The Fat Frog Kitchen
Where:
384 Lilian Ngoyi Road, Morningside
Open:
Monday to Friday 7am to 4.30pm
Call:
082 923 8328
The hard lockdown has devastated Durban’s restaurants, but it’s also tough on their customers who liked to eat out to enjoy the spice they added to life.
Not only did the social side of dining evaporate into thin air, but if we wanted interesting flavours and great meals, we had to prepare them ourselves.
Added to this, somewhere in the early days of lockdown someone developed a pathological aversion to cooked chicken. It was almost as if this tasty but humble and versatile protein was a vector carrying the virus itself.
Then there was the problem of same old, same old. Do I really want to eat the same meal for three days? So it was a relief when restaurants could at least open on level 4. Obviously it’s not the same, but you could still enjoy a good meal, and importantly, get a wonderful variety of flavours.
One such outlet that has been a lifesaver supplying healthy, varied and comforting meals is the Fat Frog Kitchen. Before the lockdown it was a charming bakery and coffee shop which produced excellent home meals. Now, owners Claire Allan and Jenny Clarke have ramped up the home meal side, delivering in the area, or are open for collection.
All meals are frozen. You order from a changing weekly menu of eight to 10 items on a Monday and collect on a Friday. They come in portions from single to two or four.
And while you can’t enjoy relaxing on the pavement with excellent coffee and an old-fashioned cheese and tomato toastie , Allan and Clarke still serve everything with their natural charm.
To date I’ve relished their oxtail, a deeply flavoured, slow-cooked casserole with the meat falling off the bone, that would have taken me hours to make. The Persian lamb cooked with dates was a superb and unusual dish.
The butter chicken, while not the hottest number out there, still had beautiful flavour. I mopped it up with a couple of rotis.

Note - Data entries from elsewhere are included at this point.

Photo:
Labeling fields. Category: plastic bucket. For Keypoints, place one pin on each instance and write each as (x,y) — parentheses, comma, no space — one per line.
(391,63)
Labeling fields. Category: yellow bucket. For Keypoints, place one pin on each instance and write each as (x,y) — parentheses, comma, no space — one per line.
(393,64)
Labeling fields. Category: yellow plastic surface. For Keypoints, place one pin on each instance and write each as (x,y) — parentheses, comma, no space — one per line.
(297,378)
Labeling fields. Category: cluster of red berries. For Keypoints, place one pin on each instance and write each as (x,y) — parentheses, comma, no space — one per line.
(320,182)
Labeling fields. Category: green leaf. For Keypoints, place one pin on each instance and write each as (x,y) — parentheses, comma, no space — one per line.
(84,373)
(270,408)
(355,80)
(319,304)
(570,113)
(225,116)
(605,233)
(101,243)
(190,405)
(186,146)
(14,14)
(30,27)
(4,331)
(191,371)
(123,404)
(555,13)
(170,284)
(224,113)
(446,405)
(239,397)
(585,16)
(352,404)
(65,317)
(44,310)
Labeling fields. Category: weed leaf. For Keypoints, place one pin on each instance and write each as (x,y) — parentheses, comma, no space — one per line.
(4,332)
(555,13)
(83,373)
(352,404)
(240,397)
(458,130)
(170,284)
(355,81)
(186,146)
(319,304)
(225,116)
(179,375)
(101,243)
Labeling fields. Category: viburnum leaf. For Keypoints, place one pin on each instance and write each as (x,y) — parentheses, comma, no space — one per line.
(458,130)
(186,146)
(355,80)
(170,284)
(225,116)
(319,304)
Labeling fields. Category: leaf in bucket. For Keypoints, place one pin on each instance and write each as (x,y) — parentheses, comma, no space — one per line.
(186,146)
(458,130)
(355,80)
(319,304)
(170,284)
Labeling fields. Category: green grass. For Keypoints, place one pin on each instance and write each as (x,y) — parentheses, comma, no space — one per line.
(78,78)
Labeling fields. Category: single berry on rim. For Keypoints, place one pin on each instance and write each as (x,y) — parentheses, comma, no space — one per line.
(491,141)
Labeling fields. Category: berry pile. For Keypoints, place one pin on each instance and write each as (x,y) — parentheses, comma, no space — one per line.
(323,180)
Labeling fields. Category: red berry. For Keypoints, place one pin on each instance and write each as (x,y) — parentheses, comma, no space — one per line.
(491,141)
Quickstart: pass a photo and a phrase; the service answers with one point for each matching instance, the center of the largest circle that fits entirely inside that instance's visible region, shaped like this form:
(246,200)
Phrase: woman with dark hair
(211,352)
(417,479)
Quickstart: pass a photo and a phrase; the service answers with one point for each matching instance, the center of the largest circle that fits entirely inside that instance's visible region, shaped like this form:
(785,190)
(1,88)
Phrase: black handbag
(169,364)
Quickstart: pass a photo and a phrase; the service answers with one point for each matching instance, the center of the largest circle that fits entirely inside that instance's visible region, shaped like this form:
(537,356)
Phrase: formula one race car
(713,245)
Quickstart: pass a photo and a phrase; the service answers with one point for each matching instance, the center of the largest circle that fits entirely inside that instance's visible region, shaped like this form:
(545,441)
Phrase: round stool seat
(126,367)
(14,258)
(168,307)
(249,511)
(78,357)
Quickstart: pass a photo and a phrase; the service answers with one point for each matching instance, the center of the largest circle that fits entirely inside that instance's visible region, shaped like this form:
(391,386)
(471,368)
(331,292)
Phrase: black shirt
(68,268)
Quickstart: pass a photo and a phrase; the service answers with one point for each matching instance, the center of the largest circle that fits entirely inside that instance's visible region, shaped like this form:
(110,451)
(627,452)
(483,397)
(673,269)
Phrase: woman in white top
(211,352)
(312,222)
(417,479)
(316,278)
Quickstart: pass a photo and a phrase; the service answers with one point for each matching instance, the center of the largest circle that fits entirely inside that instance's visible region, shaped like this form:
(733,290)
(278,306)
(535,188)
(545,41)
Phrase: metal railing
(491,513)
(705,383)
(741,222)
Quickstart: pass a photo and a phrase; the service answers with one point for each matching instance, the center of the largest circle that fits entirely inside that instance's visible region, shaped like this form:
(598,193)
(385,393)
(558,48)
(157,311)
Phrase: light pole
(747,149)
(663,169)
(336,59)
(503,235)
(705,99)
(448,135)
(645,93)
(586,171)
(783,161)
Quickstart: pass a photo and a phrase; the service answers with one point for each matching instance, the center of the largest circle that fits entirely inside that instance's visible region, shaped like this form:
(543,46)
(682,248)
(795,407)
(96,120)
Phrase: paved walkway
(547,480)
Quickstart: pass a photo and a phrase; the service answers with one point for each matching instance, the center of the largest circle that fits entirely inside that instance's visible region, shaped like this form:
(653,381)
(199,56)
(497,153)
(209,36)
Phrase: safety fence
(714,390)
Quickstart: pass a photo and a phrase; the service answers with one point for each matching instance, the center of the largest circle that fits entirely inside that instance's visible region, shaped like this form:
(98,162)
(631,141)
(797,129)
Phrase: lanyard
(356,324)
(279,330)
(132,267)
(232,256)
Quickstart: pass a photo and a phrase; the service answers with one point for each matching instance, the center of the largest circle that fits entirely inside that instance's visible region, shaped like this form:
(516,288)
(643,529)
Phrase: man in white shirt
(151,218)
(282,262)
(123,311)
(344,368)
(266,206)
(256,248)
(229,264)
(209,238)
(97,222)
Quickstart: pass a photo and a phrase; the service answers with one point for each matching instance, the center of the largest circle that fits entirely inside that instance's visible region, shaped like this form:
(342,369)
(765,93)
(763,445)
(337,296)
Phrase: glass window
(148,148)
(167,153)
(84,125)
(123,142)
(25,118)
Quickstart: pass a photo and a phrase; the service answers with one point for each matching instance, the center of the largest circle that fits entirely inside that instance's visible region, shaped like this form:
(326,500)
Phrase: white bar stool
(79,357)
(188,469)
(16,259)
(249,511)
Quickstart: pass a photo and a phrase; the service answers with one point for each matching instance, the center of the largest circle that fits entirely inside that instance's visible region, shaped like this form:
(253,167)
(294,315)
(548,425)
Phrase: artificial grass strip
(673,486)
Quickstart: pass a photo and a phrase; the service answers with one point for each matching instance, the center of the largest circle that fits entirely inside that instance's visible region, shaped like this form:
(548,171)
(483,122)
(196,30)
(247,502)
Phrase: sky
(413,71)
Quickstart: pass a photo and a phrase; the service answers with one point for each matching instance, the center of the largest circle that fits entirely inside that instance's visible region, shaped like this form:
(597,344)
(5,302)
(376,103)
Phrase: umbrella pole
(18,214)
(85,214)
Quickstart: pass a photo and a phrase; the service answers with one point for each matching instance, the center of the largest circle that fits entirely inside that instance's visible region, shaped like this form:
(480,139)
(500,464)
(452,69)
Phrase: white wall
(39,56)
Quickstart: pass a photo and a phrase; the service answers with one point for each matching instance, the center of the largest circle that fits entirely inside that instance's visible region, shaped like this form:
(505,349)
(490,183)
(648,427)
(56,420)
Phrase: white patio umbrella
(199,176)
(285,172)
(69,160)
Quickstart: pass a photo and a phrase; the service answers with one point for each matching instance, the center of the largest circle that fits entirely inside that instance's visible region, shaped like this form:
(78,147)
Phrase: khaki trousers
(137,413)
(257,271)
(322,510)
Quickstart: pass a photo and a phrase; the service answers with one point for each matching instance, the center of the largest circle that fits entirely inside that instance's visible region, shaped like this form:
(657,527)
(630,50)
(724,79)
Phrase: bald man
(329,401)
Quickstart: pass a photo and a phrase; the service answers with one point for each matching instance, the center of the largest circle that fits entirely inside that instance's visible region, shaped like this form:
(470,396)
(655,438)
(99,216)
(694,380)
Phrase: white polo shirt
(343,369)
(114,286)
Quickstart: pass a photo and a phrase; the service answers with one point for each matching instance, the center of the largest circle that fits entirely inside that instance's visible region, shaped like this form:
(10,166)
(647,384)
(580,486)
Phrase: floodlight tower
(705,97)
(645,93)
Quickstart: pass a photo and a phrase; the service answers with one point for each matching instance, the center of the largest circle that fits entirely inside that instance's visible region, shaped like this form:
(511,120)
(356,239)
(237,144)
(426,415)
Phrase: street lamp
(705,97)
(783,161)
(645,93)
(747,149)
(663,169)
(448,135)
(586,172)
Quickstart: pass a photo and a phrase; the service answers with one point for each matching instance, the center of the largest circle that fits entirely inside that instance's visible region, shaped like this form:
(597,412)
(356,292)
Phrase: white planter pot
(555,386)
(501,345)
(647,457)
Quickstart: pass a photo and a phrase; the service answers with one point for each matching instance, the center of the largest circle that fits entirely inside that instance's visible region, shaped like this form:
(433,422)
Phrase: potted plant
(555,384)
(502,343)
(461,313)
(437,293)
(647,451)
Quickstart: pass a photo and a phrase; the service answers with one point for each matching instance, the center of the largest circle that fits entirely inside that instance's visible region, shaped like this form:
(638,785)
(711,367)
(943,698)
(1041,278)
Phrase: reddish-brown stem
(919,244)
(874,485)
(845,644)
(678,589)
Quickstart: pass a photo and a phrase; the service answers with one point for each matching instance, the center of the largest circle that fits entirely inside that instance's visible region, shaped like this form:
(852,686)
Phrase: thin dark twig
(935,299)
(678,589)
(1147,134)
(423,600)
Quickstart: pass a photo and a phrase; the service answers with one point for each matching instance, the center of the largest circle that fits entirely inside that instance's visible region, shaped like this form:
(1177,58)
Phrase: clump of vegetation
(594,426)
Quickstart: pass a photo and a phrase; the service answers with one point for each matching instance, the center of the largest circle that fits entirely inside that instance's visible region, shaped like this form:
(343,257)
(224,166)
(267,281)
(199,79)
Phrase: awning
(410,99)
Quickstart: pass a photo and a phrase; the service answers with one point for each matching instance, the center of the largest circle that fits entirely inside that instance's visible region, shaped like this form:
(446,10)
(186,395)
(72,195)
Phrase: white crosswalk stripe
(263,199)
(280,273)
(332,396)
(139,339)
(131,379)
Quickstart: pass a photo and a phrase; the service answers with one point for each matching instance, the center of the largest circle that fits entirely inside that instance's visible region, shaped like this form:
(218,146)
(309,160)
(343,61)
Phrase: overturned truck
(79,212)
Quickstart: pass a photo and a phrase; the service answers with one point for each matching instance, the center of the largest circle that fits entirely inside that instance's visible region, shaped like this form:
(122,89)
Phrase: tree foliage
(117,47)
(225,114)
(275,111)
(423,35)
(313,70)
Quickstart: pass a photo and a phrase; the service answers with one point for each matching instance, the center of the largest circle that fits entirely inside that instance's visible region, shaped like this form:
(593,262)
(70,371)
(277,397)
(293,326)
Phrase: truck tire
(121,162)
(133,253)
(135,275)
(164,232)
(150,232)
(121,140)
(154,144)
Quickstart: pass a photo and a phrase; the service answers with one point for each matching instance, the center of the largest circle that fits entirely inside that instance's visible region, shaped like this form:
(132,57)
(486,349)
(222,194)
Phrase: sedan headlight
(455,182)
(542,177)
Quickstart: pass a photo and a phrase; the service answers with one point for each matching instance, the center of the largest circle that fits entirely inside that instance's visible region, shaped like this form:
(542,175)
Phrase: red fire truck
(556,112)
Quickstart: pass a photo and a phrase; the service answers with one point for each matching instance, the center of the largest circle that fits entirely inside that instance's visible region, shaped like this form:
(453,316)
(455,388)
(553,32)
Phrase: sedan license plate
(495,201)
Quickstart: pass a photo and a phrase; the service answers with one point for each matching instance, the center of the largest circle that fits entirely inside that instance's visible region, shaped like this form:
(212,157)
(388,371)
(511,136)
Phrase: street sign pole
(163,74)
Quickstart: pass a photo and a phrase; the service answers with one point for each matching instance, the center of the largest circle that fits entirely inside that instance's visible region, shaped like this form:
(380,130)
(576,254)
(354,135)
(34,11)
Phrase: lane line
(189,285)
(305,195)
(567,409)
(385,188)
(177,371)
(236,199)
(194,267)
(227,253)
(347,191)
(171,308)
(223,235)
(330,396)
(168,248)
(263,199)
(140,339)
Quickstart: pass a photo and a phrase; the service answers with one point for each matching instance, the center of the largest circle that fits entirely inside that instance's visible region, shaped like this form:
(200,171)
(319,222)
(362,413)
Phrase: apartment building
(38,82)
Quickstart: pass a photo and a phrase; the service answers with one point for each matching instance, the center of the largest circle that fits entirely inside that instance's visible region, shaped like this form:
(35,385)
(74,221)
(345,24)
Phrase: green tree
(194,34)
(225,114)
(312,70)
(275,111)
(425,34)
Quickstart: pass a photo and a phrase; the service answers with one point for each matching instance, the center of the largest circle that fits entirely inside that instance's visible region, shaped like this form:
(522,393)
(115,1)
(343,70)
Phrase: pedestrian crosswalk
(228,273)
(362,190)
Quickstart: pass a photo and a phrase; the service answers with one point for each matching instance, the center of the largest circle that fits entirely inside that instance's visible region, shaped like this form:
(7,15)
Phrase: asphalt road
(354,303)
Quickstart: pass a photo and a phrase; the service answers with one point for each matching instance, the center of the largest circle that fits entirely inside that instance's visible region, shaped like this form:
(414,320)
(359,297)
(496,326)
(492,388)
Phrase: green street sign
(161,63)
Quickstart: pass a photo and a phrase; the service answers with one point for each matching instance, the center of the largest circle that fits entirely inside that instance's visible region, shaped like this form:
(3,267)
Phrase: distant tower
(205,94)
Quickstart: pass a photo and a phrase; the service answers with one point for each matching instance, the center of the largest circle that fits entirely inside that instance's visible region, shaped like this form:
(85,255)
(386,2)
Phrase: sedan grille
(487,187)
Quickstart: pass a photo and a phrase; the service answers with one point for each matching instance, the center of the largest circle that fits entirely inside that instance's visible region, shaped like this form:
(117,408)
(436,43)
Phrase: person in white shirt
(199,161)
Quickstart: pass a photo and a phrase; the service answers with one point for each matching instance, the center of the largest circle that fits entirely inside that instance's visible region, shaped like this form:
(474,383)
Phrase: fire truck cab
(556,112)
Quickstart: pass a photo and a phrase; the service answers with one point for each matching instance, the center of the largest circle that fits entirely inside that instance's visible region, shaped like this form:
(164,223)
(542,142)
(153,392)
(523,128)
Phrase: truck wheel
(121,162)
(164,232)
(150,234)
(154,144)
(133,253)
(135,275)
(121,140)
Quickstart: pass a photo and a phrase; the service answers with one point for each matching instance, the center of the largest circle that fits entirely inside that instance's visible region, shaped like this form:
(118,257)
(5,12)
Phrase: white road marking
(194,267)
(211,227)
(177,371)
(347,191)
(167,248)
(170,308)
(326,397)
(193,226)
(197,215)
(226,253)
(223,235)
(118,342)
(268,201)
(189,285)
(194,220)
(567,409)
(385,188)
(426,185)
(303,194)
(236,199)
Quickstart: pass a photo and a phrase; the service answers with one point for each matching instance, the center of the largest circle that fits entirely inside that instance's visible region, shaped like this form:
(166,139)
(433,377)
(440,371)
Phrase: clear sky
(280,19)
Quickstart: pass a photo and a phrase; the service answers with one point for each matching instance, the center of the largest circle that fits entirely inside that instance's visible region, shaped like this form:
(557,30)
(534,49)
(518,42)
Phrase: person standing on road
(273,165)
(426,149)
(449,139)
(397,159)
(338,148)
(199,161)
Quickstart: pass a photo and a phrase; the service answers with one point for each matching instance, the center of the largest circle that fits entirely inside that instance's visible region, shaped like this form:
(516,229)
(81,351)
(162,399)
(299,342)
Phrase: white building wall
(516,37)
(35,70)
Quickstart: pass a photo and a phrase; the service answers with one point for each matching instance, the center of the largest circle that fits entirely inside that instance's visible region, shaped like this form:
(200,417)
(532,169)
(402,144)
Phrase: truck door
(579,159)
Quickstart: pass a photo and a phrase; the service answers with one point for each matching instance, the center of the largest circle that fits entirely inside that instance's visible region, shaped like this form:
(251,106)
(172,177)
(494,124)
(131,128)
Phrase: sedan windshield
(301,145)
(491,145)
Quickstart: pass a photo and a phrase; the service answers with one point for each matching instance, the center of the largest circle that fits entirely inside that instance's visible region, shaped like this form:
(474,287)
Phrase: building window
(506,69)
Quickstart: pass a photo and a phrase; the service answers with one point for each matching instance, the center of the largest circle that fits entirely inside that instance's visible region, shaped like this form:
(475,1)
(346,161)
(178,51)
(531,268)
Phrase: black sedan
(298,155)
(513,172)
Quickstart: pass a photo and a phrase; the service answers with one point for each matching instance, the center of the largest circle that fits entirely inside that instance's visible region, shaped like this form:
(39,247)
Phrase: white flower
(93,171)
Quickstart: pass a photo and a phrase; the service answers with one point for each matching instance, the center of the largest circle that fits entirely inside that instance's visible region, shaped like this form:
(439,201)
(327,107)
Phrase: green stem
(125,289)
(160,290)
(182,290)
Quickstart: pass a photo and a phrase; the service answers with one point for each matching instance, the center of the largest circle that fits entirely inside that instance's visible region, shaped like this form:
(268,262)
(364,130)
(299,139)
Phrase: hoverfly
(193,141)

The simply named “Claire’s beef dish” was a pot roast beef in a bourguignon-style sauce with whole baby onions, packing a lovely flavour punch. The hearty beef stew too was everything like the version I remember gran used to make. And the chicken and leek pie just needs 10 to 15 minutes in the oven to cook the phyllo pastry top to a golden crisp. It was great to taste a dish where the flavour of the leeks actually came through.
I’ve also enjoyed their soups, with different offerings every week. The smoky pea and ham soup was a great pick-me-up for a quick lunch in the last cold
snap.
Other options might include delicious pork and venison meatballs in an Italian tomato sauce, or a beef curry that is strongly aromatic rather than fiery hot. There are at least two or three meal options each week for vegetarians.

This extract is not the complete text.